DNA Romance also considers other factors known to contribute to romantic compatibility including personality, which is evaluated between matches, where each user has the option to enter their Myers-Briggs personality type. Psychological research suggests that some of these 16 unique personality types relate better with others.
“By analyzing all possible combinations between the 16 MBTI/Jung personality types, DNA Romance has developed a scale that provides maximum weight to compatible personality types, and less weight to personality types that tend to clash,” reads the DNA Romance website.
The platform can more accurately predict the success of a match by combining both the genetic testing and personality assessment.
Matches aren’t paired just based on scientific evidence. Profiles also include photos and other personal information so users can make more informed decisions about who they want to pursue.
“Our platform is a simple interface that shows people all three major forms of human attraction in one glimpse,” Dr. Sexton said. “They can evaluate the photo, see the forecast of chemistry based on DNA, and see a forecast of expected personality compatibility.”
Once users find a match, they have several options to start interacting with potential dates. They can send them a heart to let them know they’re interested, send them a message, or add them to a “maybe” list to save their profiles to review another day. Or, if they’re not interested in a match, they can delete that individual from their list.
DNA Romance has developed more reliable genetic testing methods over time. In addition to those methods, the platform has performed DNA testing on successful long-term couples.
“The couples who try DNA testing with us have shown some of the highest compatibilities. One couple had a 98% compatibility rating,” Dr. Sexton said. “On the flip side, we’ve also tested people that we shouldn’t be compatible with, like family, and they don’t show up on the test at all.”
This kind of precision matchmaking using DNA should allow singles to make more informed decisions saving them from dating fatigue. When Dr. Sexton first thought of a DNA based dating platform, he said he worried there wouldn’t be a market for such services. However, he soon realized how popular the idea was, and now DNA Romance has attracted users from 94 countries and counting.
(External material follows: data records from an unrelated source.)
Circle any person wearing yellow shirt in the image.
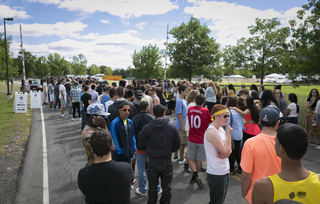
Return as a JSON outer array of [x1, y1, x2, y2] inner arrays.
[[252, 123, 320, 204]]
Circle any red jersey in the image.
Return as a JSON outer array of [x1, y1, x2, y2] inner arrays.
[[188, 106, 213, 144]]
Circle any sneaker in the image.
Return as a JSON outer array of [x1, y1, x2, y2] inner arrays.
[[136, 188, 146, 197], [172, 157, 179, 162], [179, 159, 185, 164], [195, 176, 203, 189]]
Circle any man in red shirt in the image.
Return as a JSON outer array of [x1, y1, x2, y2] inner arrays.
[[188, 94, 213, 188]]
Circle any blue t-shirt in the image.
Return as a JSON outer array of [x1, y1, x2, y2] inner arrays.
[[174, 97, 188, 129]]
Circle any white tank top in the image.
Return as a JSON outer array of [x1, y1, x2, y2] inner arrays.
[[203, 125, 230, 175]]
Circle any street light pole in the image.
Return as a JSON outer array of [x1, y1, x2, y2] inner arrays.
[[3, 18, 13, 99]]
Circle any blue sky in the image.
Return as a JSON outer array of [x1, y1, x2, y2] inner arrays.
[[0, 0, 307, 69]]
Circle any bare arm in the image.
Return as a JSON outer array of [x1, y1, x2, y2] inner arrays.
[[177, 113, 186, 131], [241, 171, 251, 197]]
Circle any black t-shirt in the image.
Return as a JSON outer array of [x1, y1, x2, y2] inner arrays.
[[78, 160, 134, 204], [81, 93, 91, 112]]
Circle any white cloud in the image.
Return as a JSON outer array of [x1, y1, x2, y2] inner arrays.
[[121, 20, 130, 26], [0, 21, 87, 38], [136, 22, 148, 30], [100, 20, 111, 24], [29, 0, 60, 4], [10, 30, 165, 68], [184, 0, 308, 45], [53, 0, 179, 18], [0, 5, 31, 19]]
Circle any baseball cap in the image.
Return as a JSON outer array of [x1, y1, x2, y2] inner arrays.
[[134, 90, 143, 98], [87, 103, 110, 115], [260, 105, 283, 124], [149, 86, 156, 91]]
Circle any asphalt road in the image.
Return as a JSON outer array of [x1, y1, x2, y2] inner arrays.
[[16, 105, 320, 204]]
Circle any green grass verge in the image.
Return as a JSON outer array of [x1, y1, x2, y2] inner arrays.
[[0, 92, 33, 154]]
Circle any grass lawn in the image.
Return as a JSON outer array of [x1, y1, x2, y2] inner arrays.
[[0, 91, 33, 154]]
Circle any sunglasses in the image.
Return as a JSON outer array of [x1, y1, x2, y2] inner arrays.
[[120, 108, 131, 113]]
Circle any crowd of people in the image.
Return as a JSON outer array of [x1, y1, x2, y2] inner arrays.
[[35, 77, 320, 204]]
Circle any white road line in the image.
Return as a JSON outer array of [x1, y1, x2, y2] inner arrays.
[[40, 107, 50, 204]]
“Each of us have an advanced sense of smell capable of identifying compatible partners in-person, but we can’t use our sense of smell to evaluate chemistry online. So we developed DNA Romance to bring a forecast of sexual chemistry to online dating.” — Dr. Timothy Sexton, Founder of DNA Romance
Dr. Sexton and his team want to encourage more singles to sign up for the site. Today, most users are from North America, and many of them live in larger cities, but the platform is expanding to more regions so that matched users can more easily meet up in person.
Dr. Sexton said he believes that his company is performing an important service — especially as singles rely on virtual platforms more and more.
“Each of us has an advanced sense of smell capable of identifying compatible partners in-person, but we can’t use our sense of smell to evaluate chemistry online. So we developed DNA Romance to bring a forecast of sexual chemistry to online dating,” said Dr. Sexton.